I was a human version of that on Monday morning.
Got to the hospital before 9 am and wham...get transported to fashion central
Scrubs are SO zexxy!
Then i am forced to pee in a cup, have blood pressure taken 5 times, be asked the same questons over and over.
And let a student nurse practice on you.
Thank god she wasnt practicing 'needles' that day.
Finally I walk to the sugury room and wait there for a bit. the anesthesiologist (he looked like a hobbit) came in and introduced himself to me, gave the the lowdown on what would happen.
Easy Peasy. Except he had this habit of looking over his reading glasses. I kept thinking i hope he doesnt do that while looking for a vein....
Sounds simple. Come in, we'll sedate you , the doc will do her thing we will wake you up and VOILA you are done!
And so then I go in.
Lots of chatter. big sting with the needle. Then i hear..."Wow! There's a nice big vein. Um. hey buddy careful where you stick that!!"
And then i see my surgical team and drift off.
|Can you pic out my Doctor?|
My wrist hurts.

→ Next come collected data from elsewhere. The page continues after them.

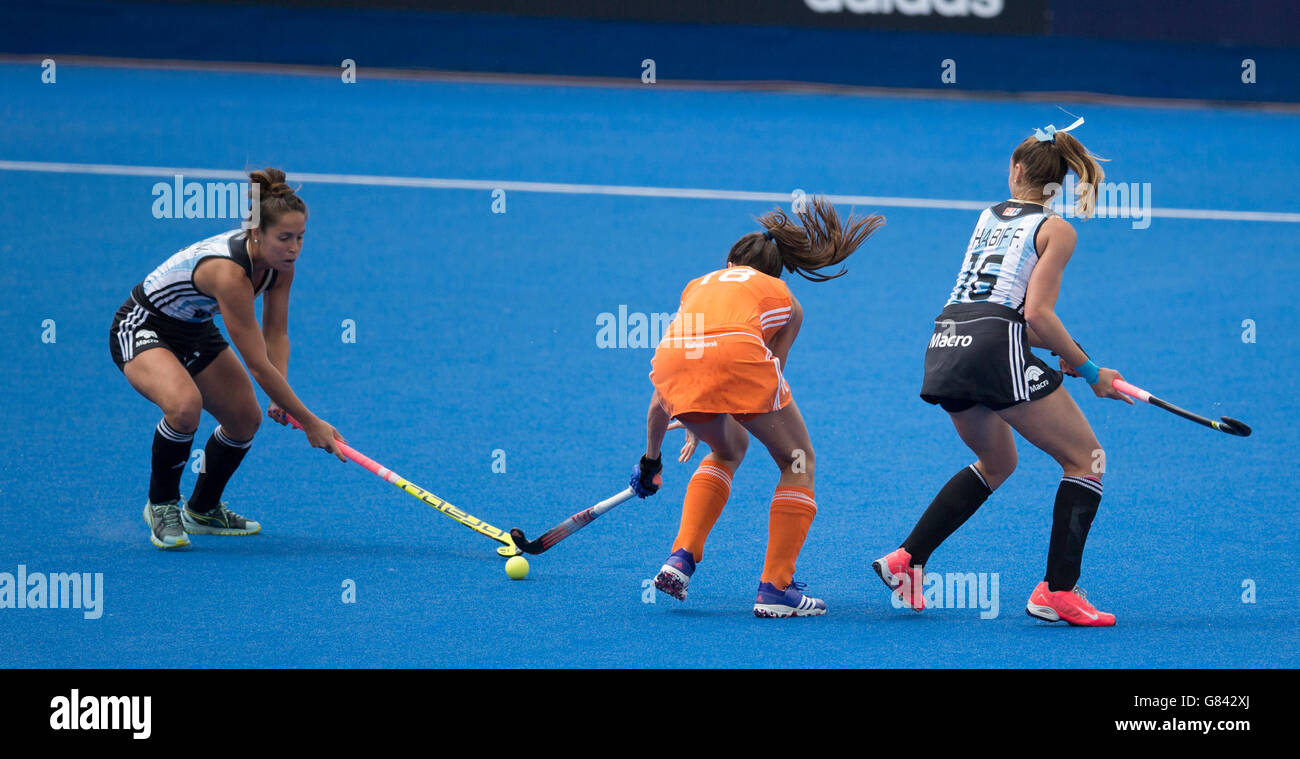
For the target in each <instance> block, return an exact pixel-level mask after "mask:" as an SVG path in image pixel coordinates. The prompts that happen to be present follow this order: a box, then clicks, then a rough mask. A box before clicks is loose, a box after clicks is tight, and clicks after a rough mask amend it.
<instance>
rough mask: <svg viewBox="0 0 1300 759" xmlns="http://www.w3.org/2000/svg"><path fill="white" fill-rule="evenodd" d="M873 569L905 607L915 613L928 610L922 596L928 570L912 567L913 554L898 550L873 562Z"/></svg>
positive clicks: (918, 567) (920, 567)
mask: <svg viewBox="0 0 1300 759" xmlns="http://www.w3.org/2000/svg"><path fill="white" fill-rule="evenodd" d="M871 568H872V569H875V571H876V574H879V576H880V580H884V582H885V585H888V586H889V587H891V589H892V590H893V591H894V595H897V597H898V599H900V600H901V602H902V604H904V606H905V607H907V608H910V610H913V611H920V610H923V608H926V598H924V597H923V595H922V591H923V585H924V584H926V569H924V568H922V567H913V565H911V554H909V552H907V551H905V550H902V548H898V550H897V551H894V552H892V554H888V555H885V556H883V558H880V559H876V560H875V561H872V563H871Z"/></svg>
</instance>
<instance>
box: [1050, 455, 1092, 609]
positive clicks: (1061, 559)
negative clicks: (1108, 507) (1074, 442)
mask: <svg viewBox="0 0 1300 759" xmlns="http://www.w3.org/2000/svg"><path fill="white" fill-rule="evenodd" d="M1099 506H1101V481H1100V480H1092V478H1091V477H1062V478H1061V486H1060V487H1057V502H1056V507H1054V508H1053V513H1052V543H1050V545H1049V547H1048V574H1047V577H1044V580H1047V581H1048V590H1053V591H1060V590H1074V585H1075V584H1076V582H1078V581H1079V572H1082V571H1083V545H1084V543H1086V542H1087V541H1088V528H1091V526H1092V517H1095V516H1097V507H1099Z"/></svg>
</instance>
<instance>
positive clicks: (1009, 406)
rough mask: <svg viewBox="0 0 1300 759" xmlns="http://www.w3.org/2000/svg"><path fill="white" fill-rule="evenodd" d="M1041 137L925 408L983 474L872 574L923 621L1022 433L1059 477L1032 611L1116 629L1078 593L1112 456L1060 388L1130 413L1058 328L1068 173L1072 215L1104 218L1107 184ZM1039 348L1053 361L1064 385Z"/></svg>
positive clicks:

No kidding lookit that BIG arse needle.
Sadly I didn't take a pic when the student nurse pulled out said IV and the blood squirted all over her, me and the marathon running book I was trying to read.
But my eyes were way too googly and I was high, so it went back into my bag of personal effects.
Got another shot of painkillers. lood pressure taken again. Made me go pee. Had another nap. Woke up and ate my fancy egg salad lunch. And about an hour later wobbled out on my own steam. Hiiigh as a kite.